Take out NASDAQ and SOX and you have great market action.
Friday saw a low volume pause to start consolidating the rebound move that week. Tuesday we got some more of the same, but it was limited to the NYSE indices. SP500 and SP600 both posted modest losses on low, below average volume, continuing the nice consolidation of the rebound. They were helped by a rebound in energy stocks on the Nigerian oil issues; there is no denying that helped out those indices as many energy stocks call the NYSE home. NASDAQ and SOX, however, both thudded lower, NASDAQ landing on the 50 day EMA and SOX heading that way. Indeed, SOX made a fresh new low on this pullback, not a good indication for technology overall.

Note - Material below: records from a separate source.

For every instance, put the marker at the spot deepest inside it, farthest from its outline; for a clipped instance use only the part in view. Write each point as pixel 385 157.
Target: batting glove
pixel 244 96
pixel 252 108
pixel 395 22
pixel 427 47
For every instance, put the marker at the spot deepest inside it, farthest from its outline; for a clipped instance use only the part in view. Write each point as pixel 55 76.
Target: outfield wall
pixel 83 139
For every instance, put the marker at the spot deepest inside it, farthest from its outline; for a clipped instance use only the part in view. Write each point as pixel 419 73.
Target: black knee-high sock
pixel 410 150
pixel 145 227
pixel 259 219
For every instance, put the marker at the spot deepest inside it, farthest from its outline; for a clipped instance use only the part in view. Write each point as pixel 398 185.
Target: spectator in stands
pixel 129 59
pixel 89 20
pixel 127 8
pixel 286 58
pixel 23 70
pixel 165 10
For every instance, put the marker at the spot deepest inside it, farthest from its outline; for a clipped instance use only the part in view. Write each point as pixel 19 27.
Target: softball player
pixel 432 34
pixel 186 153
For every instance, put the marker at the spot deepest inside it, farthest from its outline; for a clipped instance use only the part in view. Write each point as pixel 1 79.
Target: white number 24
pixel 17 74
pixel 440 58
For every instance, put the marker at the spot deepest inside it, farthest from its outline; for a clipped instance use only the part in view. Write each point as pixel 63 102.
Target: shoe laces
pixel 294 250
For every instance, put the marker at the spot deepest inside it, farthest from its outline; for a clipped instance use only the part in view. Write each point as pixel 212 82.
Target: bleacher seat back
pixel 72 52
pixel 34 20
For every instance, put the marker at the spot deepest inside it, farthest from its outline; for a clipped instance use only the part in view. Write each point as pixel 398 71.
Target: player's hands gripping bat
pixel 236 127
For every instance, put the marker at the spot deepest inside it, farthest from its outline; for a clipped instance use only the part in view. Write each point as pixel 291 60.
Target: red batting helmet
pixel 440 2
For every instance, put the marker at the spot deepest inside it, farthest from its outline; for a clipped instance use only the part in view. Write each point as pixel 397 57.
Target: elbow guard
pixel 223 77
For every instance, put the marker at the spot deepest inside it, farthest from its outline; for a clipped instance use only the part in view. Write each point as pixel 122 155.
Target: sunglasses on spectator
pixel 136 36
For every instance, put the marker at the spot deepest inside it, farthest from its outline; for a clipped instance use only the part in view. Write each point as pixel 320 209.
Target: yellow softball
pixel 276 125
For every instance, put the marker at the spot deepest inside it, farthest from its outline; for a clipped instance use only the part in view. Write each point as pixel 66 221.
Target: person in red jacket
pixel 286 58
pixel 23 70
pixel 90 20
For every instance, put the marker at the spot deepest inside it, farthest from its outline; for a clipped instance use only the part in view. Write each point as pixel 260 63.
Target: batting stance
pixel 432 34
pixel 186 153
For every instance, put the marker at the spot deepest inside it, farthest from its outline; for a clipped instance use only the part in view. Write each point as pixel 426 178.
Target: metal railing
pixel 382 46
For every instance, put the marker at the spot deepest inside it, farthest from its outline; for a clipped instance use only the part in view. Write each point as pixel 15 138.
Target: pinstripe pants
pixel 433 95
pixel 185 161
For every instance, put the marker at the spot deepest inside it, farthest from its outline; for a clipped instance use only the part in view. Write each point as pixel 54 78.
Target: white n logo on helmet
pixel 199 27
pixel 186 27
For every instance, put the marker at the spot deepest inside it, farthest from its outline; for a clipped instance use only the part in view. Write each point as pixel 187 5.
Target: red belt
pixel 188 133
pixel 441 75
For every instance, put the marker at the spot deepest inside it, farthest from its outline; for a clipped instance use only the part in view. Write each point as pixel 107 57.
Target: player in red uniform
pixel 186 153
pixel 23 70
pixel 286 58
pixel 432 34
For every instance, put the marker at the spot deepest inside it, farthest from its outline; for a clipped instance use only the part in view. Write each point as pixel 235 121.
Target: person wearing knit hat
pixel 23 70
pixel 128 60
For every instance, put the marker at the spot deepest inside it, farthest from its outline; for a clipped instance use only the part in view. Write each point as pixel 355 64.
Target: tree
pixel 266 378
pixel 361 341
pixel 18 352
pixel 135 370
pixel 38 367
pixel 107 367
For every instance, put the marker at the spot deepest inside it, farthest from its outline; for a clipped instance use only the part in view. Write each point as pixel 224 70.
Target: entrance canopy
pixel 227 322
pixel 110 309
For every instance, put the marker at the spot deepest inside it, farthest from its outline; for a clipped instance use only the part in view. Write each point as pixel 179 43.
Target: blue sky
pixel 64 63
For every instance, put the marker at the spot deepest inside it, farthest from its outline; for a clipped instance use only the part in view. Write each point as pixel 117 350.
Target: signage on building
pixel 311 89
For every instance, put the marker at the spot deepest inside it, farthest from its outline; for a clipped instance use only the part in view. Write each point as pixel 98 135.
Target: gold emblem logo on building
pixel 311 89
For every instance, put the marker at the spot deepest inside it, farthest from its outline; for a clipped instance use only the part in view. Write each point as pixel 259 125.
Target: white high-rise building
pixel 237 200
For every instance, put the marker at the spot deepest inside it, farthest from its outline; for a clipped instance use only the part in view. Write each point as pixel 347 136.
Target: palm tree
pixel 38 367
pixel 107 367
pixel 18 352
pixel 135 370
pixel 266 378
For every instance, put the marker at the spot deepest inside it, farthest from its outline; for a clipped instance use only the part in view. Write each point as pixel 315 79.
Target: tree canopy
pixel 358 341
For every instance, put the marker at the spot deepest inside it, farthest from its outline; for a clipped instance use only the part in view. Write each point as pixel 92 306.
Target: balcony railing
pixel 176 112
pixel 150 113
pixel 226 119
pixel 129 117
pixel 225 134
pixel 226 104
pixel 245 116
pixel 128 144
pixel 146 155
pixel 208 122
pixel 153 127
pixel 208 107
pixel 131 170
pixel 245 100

There were issues the market again had to confront, and as noted, some handled it better than others. Oil was up on the Nigerian rebel attacks and kidnappings over the weekend (62.74, +1.45), and as one of the drivers of last week's rebound, it was a big issue for the market. The LEI was over twice the level expected, a possible indication of stronger growth 3 to 6 months down the road. That along with a more hawkish Fed given its January FOMC minutes was more reason for stocks to feel the pressure.
Again, the news was handled differently by the indices. SP500 and SP600 shrugged it off more or less, posting modest losses (-0.33%, -0.29%) on light volume. They continue to show much improved price/volume action that started last Tuesday with the strong move higher that initiated the rebound. Breadth was ho-hum, but not bad given a down session. NASDAQ and SOX did not handle the news well. Their rebounds were weaker as they showed weaker price/volume action and weak breadth on that move. That came up and bit them on the behind Tuesday as they sold off early and could not get off the mat. Volume was lower as well so there was no major dumping, but that has not stopped these two from selling off and being simply weaker than the NYSE indices on this rebound attempt.
The key for the market is which will win out. The NYSE indices look as good as NASDAQ looks weak. We see many solid stocks in nice pullbacks, consolidating last week's move and preparing for a rebound with the right catalyst. We also see some leading techs such as MRVL trying to hold onto the 50 day MA as semiconductors threaten a breakdown. Perhaps this is just rotation as the market looks to new leadership after the semiconductors and NASDAQ got it this far. That is why we continue to look for upside opportunity in the many stocks that making nice, orderly pullbacks. With the yield curve inversion, the Fed still very ready to raise rates (now a third rate hike is 80% priced in), and oil prices on the rise from the latest supply crisis, all market sectors will be challenged. We want to see SP500 and SP600 continue the nice, orderly pullback to set up the next leg higher. We need to see NASDAQ make a stand at the 50 day EMA and show some good upside strength.
THE ECONOMY
FOMC minutes carbon copy last Fed rate hike statement with a hawkish twist.
After the January Fed minutes sparked a rally in a failing market, the February release was quite a letdown, at least in its effect. It did spark a rally, one that lasted about 2 minutes as the news hit and shorts were covered. After that it was back to the same old grind because the minutes were the same story just heard in the statement released after the January 31 FOMC meeting.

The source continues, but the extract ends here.